IAF pilots Wg.Cdr. Anil Kumar (left) and Rahul Monga with Chief of Air Staff Air Chief Marshal F.H. Major (centre), after creating a record by completing the microlight expedition, at Hindon Air Force station near Delhi on Sunday.Photo: Rajeev Bhatt

    Flying over 16 countries and touching 81 destinations, Wing Commanders Rahul Monga and Anil Kumar completed their journey in 80 days, shaving 19 days off the existing mark of 99 days held by Britain’s Colin Bodil since 2001.    

    The 300-kg microlight plane covered a distance of 40, 497 kilometres over varied terrain ranging from plains, dense forests, deserts and seas.

   They also bettered Bodil’s airspeed record of 16.53km per hour by recording 21.09km.

   Asked about the experience, Monga said, "it was thoroughly enjoyable. We got to meet different people from varied cultures. It was a good gesture from all the countries who supported us, including Pakistan."

    The team was received at Hindon by top IAF officials, including Air Chief Marshal Fali Homi Major. The expedition entered the Indian air space near Bhuj on Saturday night after a historic stopover at Karachi for refuelling.

  The team acted as goodwill ambassadors of the country across the globe. "At Karachi, we felt at home. We were greeted by a Pakistani Air Force Air Commodore at the airfield and had food together while the aircraft refuelled," Monga said.
  A bag of lovingly prepared sandwiches and a tank full of fuel set off the Indian team for the final leg into India.

    The expedition, flagged in by Air Chief Marshal F. H. Major, saw the pilots cover 40,497 km in 80 days flying over 19 countries.

   F H Major set the tone for military diplomacy by thanking the countries that hosted the team. “The IAF will gladly reciprocate this generous hospitality at any time. It has fostered goodwill across nations,” he said.
      The pilots, Wing Cdr Rahul Monga and Wing Cdr Anil Kumar, had taken off from Hindan on June 1.     

     The original plan was to complete the trip in 64 days, but bad weather has preceded the expedition all through and delayed them at a number of places, especially in China, Russia, Alaska and then in Europe.

    The microlight, specially vulnerable to inclement weather, got stuck at anchorage in Alaska for six days and in Germany for four days waiting for the weather to clear.

    The expedition had to contend with a fair amount of bad weather en route and was also stuck at Anchorage in Alaska for six days. Notwithstanding this, the aircraft entered Canada and then headed for Iceland, often making quick alterations to the original planned route.

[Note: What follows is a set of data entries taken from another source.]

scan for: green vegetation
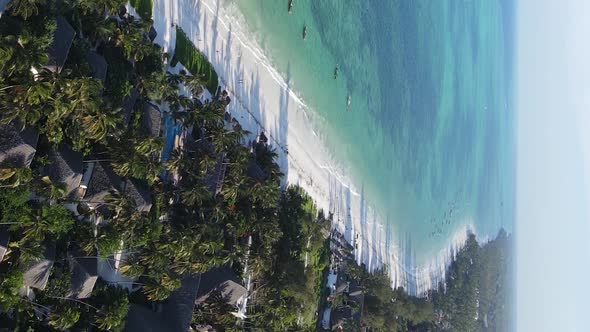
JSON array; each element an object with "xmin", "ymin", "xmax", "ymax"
[
  {"xmin": 0, "ymin": 0, "xmax": 511, "ymax": 331},
  {"xmin": 173, "ymin": 27, "xmax": 219, "ymax": 93},
  {"xmin": 246, "ymin": 187, "xmax": 329, "ymax": 331},
  {"xmin": 348, "ymin": 230, "xmax": 513, "ymax": 331},
  {"xmin": 430, "ymin": 230, "xmax": 514, "ymax": 331},
  {"xmin": 129, "ymin": 0, "xmax": 153, "ymax": 21}
]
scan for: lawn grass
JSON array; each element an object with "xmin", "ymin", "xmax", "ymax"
[
  {"xmin": 129, "ymin": 0, "xmax": 153, "ymax": 21},
  {"xmin": 172, "ymin": 27, "xmax": 219, "ymax": 94}
]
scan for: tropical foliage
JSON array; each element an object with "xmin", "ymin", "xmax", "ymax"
[{"xmin": 174, "ymin": 27, "xmax": 219, "ymax": 92}]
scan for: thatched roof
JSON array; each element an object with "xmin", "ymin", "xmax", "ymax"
[
  {"xmin": 0, "ymin": 123, "xmax": 39, "ymax": 167},
  {"xmin": 23, "ymin": 245, "xmax": 55, "ymax": 290},
  {"xmin": 67, "ymin": 250, "xmax": 98, "ymax": 299},
  {"xmin": 84, "ymin": 162, "xmax": 121, "ymax": 203},
  {"xmin": 123, "ymin": 179, "xmax": 152, "ymax": 212},
  {"xmin": 43, "ymin": 144, "xmax": 84, "ymax": 198},
  {"xmin": 148, "ymin": 25, "xmax": 158, "ymax": 42},
  {"xmin": 125, "ymin": 276, "xmax": 199, "ymax": 332},
  {"xmin": 195, "ymin": 267, "xmax": 247, "ymax": 305},
  {"xmin": 0, "ymin": 228, "xmax": 10, "ymax": 262},
  {"xmin": 142, "ymin": 101, "xmax": 162, "ymax": 137},
  {"xmin": 45, "ymin": 16, "xmax": 76, "ymax": 72},
  {"xmin": 86, "ymin": 51, "xmax": 107, "ymax": 83}
]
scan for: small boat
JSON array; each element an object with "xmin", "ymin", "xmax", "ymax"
[{"xmin": 346, "ymin": 95, "xmax": 350, "ymax": 112}]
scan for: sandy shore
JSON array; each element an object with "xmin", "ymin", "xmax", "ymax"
[{"xmin": 146, "ymin": 0, "xmax": 466, "ymax": 294}]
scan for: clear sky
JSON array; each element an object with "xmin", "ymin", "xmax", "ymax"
[{"xmin": 515, "ymin": 0, "xmax": 590, "ymax": 332}]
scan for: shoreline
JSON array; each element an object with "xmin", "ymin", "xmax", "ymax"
[{"xmin": 150, "ymin": 0, "xmax": 474, "ymax": 296}]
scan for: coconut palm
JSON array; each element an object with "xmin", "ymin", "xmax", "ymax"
[
  {"xmin": 179, "ymin": 185, "xmax": 211, "ymax": 206},
  {"xmin": 49, "ymin": 301, "xmax": 80, "ymax": 330},
  {"xmin": 143, "ymin": 273, "xmax": 180, "ymax": 301},
  {"xmin": 80, "ymin": 107, "xmax": 121, "ymax": 141},
  {"xmin": 78, "ymin": 0, "xmax": 126, "ymax": 15},
  {"xmin": 6, "ymin": 0, "xmax": 45, "ymax": 20}
]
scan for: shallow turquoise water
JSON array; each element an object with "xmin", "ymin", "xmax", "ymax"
[{"xmin": 229, "ymin": 0, "xmax": 515, "ymax": 264}]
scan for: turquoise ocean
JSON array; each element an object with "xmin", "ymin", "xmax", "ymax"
[{"xmin": 224, "ymin": 0, "xmax": 515, "ymax": 272}]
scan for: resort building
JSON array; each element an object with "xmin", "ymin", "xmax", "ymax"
[
  {"xmin": 42, "ymin": 144, "xmax": 84, "ymax": 200},
  {"xmin": 0, "ymin": 123, "xmax": 39, "ymax": 167},
  {"xmin": 22, "ymin": 244, "xmax": 55, "ymax": 297},
  {"xmin": 67, "ymin": 250, "xmax": 98, "ymax": 299},
  {"xmin": 0, "ymin": 228, "xmax": 10, "ymax": 262},
  {"xmin": 45, "ymin": 16, "xmax": 76, "ymax": 72}
]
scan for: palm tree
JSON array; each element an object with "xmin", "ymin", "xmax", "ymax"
[
  {"xmin": 6, "ymin": 0, "xmax": 45, "ymax": 20},
  {"xmin": 80, "ymin": 107, "xmax": 121, "ymax": 141},
  {"xmin": 143, "ymin": 273, "xmax": 180, "ymax": 301},
  {"xmin": 78, "ymin": 0, "xmax": 126, "ymax": 15},
  {"xmin": 49, "ymin": 301, "xmax": 80, "ymax": 330}
]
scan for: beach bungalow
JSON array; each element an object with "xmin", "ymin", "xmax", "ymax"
[
  {"xmin": 45, "ymin": 16, "xmax": 76, "ymax": 72},
  {"xmin": 23, "ymin": 244, "xmax": 55, "ymax": 296},
  {"xmin": 123, "ymin": 179, "xmax": 152, "ymax": 212},
  {"xmin": 147, "ymin": 25, "xmax": 158, "ymax": 43},
  {"xmin": 0, "ymin": 228, "xmax": 10, "ymax": 262},
  {"xmin": 0, "ymin": 123, "xmax": 39, "ymax": 167},
  {"xmin": 83, "ymin": 162, "xmax": 122, "ymax": 214},
  {"xmin": 141, "ymin": 101, "xmax": 163, "ymax": 137},
  {"xmin": 195, "ymin": 267, "xmax": 248, "ymax": 306},
  {"xmin": 125, "ymin": 276, "xmax": 199, "ymax": 332},
  {"xmin": 41, "ymin": 144, "xmax": 84, "ymax": 199},
  {"xmin": 66, "ymin": 250, "xmax": 98, "ymax": 299},
  {"xmin": 86, "ymin": 51, "xmax": 107, "ymax": 84}
]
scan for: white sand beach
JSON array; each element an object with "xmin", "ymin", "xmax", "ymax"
[{"xmin": 146, "ymin": 0, "xmax": 467, "ymax": 294}]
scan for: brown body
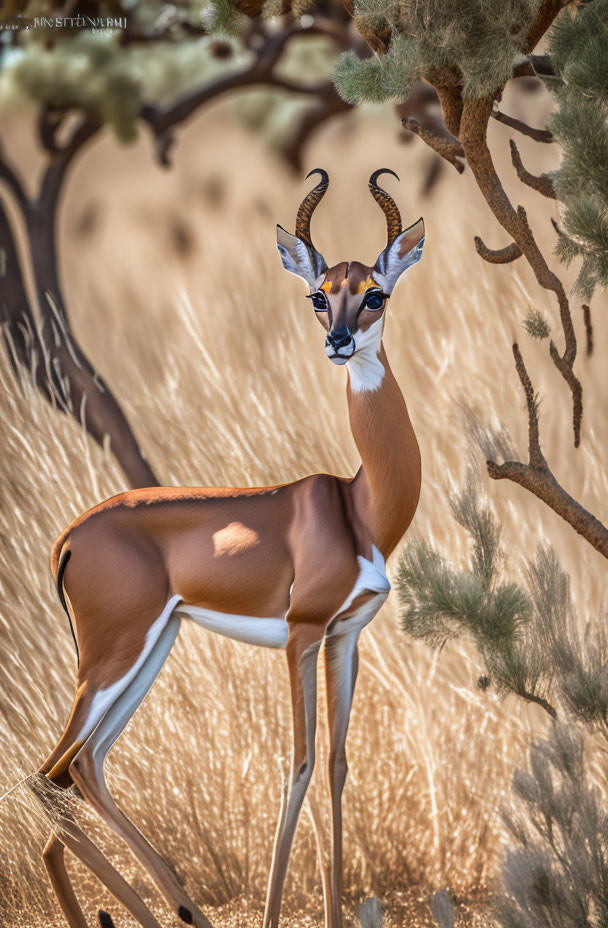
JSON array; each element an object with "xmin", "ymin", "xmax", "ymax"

   The crossing of the formidable North Atlantic was done solo by Monga and he negotiated the inclement weather flying over frozen seas and icebergs for a considerable period of time. The weather kept the expedition on the ground for four days in Germany. The crew then crossed the icy Alps and entered Italy.

   This expedition never had a dull movement with a minor unserviceability occurring in Italy, causing them to do an unplanned landing.

   The crew handled each and every situation in very professional manner. The next challenge was the encountering of High temperatures and consequent high Density altitudes (a condition of reduced air density) which pose difficulties in flying.

   The hot weather coupled with mountainous terrain also led to excessive turbulence which made the flying conditions uncomfortable.

   The Round-the-World microlight expedition was flagged off on June one by Major from Hindon as a part of Platinum Jubilee Celebrations of the IAF.

   The aim was to circumnavigate the earth (minimum distance of 36,889 kms) in the shortest period of time. The Air Chief in his address at the time of Flag-Off ceremony had directed them to go "Around the World in Eighty Days."

    "These two have shown what trans-oceanic reach really is. We are thankful to the governments of all the nations who supported us. They have built goodwill for the IAF," said Air Chief Marshal Major, lauding the two pilots.